NEW YORK – The “perfect storm” of pregnancy and lactation can throw breastfeeding moms into a painful deep freeze.
Almost 25% of women with lactation pain may actually be experiencing symptoms of Raynaud’s, Dr. Honor Fullerton Stone said at the American Academy of Dermatology summer meeting.
“Breastfeeding mothers are in a perfect storm,” of physical developments that predispose them to this vasoconstrictive phenomenon, said Dr. Fullerton Stone, who practices dermatology in Menlo Park, Ca. “Estrogen increases the alpha-adrenergic receptors on smooth muscle. Nerve irritation from constant breastfeeding upregulates those receptors. And emotional stress – crying baby, anyone? – increases epinephrine, which contributes further to vasoconstriction.”
She conducted a review of 88 of her own patients with nursing-related breast pain. Of these, about a quarter ended up with a diagnosis of nipple vasoconstriction. None of the women had a history of Raynaud’s disease.
Pain during a nursing session is the presenting complaint, but breastfeeding pain is incredibly nonspecific as a symptom. It’s the quality of the pain, Dr Stone said, that should ring a bell.
“There’s let-down pain, which occurs at latch and then comes on again later, with refill. There’s pain from candidiasis, which is dramatic at latch, like a radiating heat, but goes away rapidly after a few days of antifungals,” she noted. But with Raynaud’s, “the pain is persistent. It’s throbbing, which makes sense since it’s vascular. And it’s constant,” lasting through every nursing session, which she said is the kind of experience that makes mothers stop breastfeeding.

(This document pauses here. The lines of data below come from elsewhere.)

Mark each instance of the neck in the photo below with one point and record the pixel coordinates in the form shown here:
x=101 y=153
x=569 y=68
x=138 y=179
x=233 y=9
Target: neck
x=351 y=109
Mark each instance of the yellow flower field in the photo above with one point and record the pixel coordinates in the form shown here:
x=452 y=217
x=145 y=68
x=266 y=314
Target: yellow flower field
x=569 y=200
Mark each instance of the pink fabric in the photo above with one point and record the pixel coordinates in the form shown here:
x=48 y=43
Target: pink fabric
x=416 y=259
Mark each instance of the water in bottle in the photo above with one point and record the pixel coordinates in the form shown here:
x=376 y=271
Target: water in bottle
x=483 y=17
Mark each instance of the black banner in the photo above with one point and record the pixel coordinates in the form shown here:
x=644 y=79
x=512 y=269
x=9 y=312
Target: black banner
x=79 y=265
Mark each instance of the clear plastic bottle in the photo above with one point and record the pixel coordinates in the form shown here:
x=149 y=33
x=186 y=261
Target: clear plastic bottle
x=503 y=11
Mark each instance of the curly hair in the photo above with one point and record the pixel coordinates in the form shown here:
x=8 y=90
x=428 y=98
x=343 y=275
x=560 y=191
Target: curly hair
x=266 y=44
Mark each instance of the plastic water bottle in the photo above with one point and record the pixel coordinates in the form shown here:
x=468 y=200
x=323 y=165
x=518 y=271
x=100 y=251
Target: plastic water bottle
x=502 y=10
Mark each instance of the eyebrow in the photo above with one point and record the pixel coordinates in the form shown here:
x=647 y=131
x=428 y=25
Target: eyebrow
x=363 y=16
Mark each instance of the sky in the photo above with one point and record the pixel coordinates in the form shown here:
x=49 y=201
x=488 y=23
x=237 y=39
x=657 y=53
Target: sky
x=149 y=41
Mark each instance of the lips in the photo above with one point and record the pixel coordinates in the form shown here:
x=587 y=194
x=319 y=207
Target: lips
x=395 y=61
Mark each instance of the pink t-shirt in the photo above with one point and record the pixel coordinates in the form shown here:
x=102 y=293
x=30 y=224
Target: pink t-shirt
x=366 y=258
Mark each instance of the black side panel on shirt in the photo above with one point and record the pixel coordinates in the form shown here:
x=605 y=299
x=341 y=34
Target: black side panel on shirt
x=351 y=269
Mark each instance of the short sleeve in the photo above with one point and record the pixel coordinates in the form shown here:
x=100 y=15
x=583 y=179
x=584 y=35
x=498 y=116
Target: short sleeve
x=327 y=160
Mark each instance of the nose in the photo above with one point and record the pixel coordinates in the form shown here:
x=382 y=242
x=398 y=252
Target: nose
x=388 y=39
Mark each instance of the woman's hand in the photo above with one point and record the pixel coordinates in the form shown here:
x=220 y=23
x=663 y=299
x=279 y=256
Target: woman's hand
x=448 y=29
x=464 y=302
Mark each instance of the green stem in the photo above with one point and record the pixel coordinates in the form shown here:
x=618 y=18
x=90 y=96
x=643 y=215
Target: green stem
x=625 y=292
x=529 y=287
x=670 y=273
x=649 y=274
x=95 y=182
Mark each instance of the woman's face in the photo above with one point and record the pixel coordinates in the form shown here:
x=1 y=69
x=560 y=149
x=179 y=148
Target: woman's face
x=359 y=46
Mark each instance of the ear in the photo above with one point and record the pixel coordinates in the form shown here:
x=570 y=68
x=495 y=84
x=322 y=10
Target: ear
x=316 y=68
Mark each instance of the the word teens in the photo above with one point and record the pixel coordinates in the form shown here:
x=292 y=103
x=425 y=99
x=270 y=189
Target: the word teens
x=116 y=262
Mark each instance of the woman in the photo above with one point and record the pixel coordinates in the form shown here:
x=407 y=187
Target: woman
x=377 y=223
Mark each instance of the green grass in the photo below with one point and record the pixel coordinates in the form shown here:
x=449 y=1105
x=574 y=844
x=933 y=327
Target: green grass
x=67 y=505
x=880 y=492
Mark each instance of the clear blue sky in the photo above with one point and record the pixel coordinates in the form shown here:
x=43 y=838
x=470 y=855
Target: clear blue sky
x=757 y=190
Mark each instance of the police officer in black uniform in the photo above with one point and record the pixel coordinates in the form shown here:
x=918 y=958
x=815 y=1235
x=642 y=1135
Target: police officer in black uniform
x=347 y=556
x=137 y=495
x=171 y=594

Since pain is such a pervasive symptom in breastfeeding complaints, women with vasoconstriction of the nipple are often misdiagnosed. They can go for months trying to improve latch technique or receiving antifungal therapy with no improvement, she said.
Dr. Stone considers a diagnosis of Raynaud’s if two of the following criteria are met:
• Color change of nipple, cold sensitivity, or color change of acral surfaces with cold exposure.
• Chronic deep breast pain for 4 or more weeks.
• Failure of oral antifungals and or antibiotics.
Treatment is both supportive and systemic and avoiding cold is key. She recalled a young mother who arrived in her office bundled up in a down parka on a warm California spring day. “I don’t know why, but this really seems to help,” she said.
“I suggest taking two hot showers a day and all the better if they can be right before nursing. Hot pads and compresses are not going to help. You need to warm up the entire body to calm this vascular reactivity.”
Women should also avoid consuming anything that can cause vasoconstriction, including caffeine and tobacco, she advised.
Nifedipine is a very effective medication, and is safe for nursing infants, Dr. Stone said. The sustained-released 30 mg/day dose is typically recommended, but she has changed her thinking on this a bit.
Her internal study showed that, although 83% responded very well to the drug, about a third of them also had a vasodilation-related side effect.
“For this reason, I usually now start with the 10 mg nonsustained form, and warn about things like headache, dizziness, postural hypotension, and fainting,” she said. Typically, patients adjust well to the drug’s effects and then the dose can be individually titrated.
Dr. Fullerton Stone had no relevant financial disclosures.